Welcome to LWN.net
The following subscription-only content has been made available to you
by an LWN subscriber. Thousands of subscribers depend on LWN for the
best news from the Linux and free software communities. If you enjoy this
article, please consider accepting the trial offer on the right. Thank you
for visiting LWN.net!
|
|
By Jake Edge
May 13, 2015
It is already possible to create coroutines for
asynchronous processing in Python.
But a recent proposal would elevate coroutines to a full-fledged language
construct, rather than treat them as a type of generator as they are
currently. Two new keywords, async and await, would be
added to the language to support coroutines as first-class Python features.

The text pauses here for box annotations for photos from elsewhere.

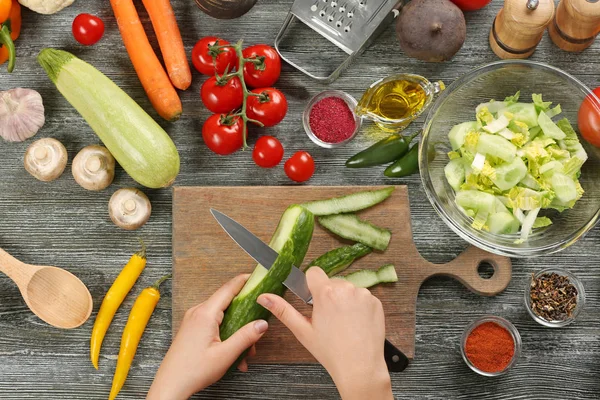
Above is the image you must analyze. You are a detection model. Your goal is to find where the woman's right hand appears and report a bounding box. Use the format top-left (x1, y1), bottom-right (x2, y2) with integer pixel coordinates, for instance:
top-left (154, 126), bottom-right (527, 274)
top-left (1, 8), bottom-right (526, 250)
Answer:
top-left (257, 267), bottom-right (393, 400)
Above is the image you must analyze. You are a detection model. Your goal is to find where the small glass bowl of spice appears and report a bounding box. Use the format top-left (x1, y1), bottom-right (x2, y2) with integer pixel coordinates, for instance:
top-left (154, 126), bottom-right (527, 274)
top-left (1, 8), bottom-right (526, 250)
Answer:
top-left (302, 90), bottom-right (361, 148)
top-left (460, 315), bottom-right (521, 376)
top-left (525, 268), bottom-right (585, 328)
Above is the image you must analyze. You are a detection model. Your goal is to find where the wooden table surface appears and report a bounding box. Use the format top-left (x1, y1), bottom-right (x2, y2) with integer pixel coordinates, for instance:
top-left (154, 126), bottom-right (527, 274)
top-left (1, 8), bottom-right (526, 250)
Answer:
top-left (0, 0), bottom-right (600, 399)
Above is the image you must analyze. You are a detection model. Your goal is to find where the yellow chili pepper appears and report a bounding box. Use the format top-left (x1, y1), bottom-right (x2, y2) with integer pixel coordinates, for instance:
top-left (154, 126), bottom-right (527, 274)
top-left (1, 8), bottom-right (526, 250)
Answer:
top-left (108, 275), bottom-right (171, 400)
top-left (90, 242), bottom-right (146, 369)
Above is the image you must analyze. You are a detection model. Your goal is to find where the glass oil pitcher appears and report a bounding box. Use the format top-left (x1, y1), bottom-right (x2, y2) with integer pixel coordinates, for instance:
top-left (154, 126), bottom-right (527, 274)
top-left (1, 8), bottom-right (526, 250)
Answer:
top-left (355, 74), bottom-right (445, 133)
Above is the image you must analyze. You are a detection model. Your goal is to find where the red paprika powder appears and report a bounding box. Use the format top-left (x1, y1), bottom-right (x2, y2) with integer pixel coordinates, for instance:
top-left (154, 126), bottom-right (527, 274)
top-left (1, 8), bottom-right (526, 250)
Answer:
top-left (465, 322), bottom-right (515, 373)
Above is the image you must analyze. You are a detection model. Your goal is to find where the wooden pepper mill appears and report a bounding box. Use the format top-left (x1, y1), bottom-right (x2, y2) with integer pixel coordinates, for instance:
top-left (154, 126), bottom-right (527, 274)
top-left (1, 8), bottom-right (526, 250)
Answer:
top-left (548, 0), bottom-right (600, 51)
top-left (490, 0), bottom-right (554, 59)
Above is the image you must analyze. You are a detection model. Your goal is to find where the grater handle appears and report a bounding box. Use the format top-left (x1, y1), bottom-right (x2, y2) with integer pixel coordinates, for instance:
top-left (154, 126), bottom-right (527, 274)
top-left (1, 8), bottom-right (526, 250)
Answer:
top-left (275, 12), bottom-right (357, 83)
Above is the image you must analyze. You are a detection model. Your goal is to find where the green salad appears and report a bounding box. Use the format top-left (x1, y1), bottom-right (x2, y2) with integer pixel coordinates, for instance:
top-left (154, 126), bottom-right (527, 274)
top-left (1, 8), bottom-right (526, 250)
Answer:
top-left (444, 92), bottom-right (588, 243)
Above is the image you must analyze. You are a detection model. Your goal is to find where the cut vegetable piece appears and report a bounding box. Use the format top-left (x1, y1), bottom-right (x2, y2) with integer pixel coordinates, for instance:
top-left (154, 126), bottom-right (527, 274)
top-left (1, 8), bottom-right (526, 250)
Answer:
top-left (319, 214), bottom-right (392, 251)
top-left (302, 186), bottom-right (395, 215)
top-left (334, 264), bottom-right (398, 288)
top-left (538, 113), bottom-right (566, 140)
top-left (306, 243), bottom-right (373, 277)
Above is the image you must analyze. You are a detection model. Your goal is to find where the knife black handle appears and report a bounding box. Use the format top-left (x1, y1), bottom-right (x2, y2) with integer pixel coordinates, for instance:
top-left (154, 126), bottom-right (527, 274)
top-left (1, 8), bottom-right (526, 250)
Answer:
top-left (383, 339), bottom-right (408, 372)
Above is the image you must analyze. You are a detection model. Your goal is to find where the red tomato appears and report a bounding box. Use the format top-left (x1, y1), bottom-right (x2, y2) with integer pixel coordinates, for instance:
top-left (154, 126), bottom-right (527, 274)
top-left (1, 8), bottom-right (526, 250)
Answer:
top-left (451, 0), bottom-right (492, 11)
top-left (72, 14), bottom-right (104, 46)
top-left (200, 76), bottom-right (244, 114)
top-left (252, 136), bottom-right (283, 168)
top-left (192, 36), bottom-right (237, 75)
top-left (246, 88), bottom-right (287, 126)
top-left (242, 44), bottom-right (281, 88)
top-left (283, 151), bottom-right (315, 182)
top-left (202, 114), bottom-right (244, 156)
top-left (577, 87), bottom-right (600, 147)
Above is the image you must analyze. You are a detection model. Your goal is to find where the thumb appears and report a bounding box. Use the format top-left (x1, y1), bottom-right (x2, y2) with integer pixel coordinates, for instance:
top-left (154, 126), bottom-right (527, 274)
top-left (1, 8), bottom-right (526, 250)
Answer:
top-left (222, 319), bottom-right (269, 363)
top-left (256, 293), bottom-right (311, 342)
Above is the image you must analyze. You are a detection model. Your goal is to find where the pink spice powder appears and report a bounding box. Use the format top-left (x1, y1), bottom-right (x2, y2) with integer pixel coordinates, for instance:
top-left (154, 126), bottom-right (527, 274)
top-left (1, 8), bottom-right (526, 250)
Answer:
top-left (308, 97), bottom-right (356, 143)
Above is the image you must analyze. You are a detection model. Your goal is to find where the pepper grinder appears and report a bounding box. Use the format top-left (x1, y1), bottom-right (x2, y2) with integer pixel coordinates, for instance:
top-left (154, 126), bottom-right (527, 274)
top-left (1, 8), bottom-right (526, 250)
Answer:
top-left (490, 0), bottom-right (554, 59)
top-left (548, 0), bottom-right (600, 51)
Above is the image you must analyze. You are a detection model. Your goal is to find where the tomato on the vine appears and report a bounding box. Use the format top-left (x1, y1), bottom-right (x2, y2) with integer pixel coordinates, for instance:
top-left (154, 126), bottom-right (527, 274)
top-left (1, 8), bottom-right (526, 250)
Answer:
top-left (192, 36), bottom-right (238, 75)
top-left (72, 14), bottom-right (104, 46)
top-left (200, 76), bottom-right (244, 114)
top-left (242, 44), bottom-right (281, 88)
top-left (283, 151), bottom-right (315, 182)
top-left (252, 136), bottom-right (283, 168)
top-left (202, 114), bottom-right (244, 156)
top-left (577, 87), bottom-right (600, 147)
top-left (246, 88), bottom-right (287, 126)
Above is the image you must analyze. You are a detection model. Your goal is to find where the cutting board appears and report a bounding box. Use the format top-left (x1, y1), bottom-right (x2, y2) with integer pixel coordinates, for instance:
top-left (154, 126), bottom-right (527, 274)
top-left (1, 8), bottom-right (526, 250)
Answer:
top-left (173, 186), bottom-right (511, 364)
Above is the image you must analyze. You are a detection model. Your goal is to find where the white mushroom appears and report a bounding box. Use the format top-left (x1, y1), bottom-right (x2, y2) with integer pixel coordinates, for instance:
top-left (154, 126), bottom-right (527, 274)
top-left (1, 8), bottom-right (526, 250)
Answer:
top-left (71, 145), bottom-right (115, 190)
top-left (24, 138), bottom-right (67, 182)
top-left (108, 188), bottom-right (152, 231)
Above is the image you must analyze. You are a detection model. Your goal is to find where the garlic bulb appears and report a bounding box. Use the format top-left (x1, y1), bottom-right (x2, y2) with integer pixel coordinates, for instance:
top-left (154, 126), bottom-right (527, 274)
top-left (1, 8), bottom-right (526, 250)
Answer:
top-left (0, 88), bottom-right (46, 142)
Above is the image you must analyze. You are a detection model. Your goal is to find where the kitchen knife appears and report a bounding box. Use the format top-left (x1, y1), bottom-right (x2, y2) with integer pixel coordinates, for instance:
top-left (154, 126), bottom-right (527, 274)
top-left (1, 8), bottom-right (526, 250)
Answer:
top-left (210, 208), bottom-right (408, 372)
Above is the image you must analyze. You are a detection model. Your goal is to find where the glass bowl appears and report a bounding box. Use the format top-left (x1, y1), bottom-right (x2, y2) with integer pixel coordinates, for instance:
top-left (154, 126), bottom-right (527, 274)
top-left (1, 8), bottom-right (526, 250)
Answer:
top-left (302, 90), bottom-right (361, 149)
top-left (525, 268), bottom-right (585, 328)
top-left (460, 315), bottom-right (521, 377)
top-left (419, 60), bottom-right (600, 257)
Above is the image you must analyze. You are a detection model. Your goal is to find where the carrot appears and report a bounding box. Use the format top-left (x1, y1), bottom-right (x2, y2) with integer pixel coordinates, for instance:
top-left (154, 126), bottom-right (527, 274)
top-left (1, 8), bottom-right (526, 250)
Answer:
top-left (143, 0), bottom-right (192, 90)
top-left (110, 0), bottom-right (182, 121)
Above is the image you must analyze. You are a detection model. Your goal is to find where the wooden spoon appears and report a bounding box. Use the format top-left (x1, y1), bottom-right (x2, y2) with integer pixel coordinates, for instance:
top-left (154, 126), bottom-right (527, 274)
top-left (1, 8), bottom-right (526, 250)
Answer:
top-left (0, 249), bottom-right (93, 329)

A coroutine is a kind of function that can
suspend and resume its execution at various pre-defined locations in its
code. Subroutines are a special case of coroutines that have just a single
entry point and complete their execution by returning to their caller.
Python's coroutines (both the existing generator-based and the newly
proposed variety) are not fully general, either, since they can only
transfer control back to their caller when suspending their execution,
as opposed to switching to some other coroutine as they can in the general case.
When coupled with an event loop, coroutines can be used to do asynchronous
processing, I/O in particular.
Python's current coroutine support is based on the enhanced generators from PEP 342, which was
adopted into Python 2.5. That PEP changed the yield statement
to be an expression, added several new methods for generators
(send(), throw(), and close()), and ensured that
close() would be called when generators get garbage-collected.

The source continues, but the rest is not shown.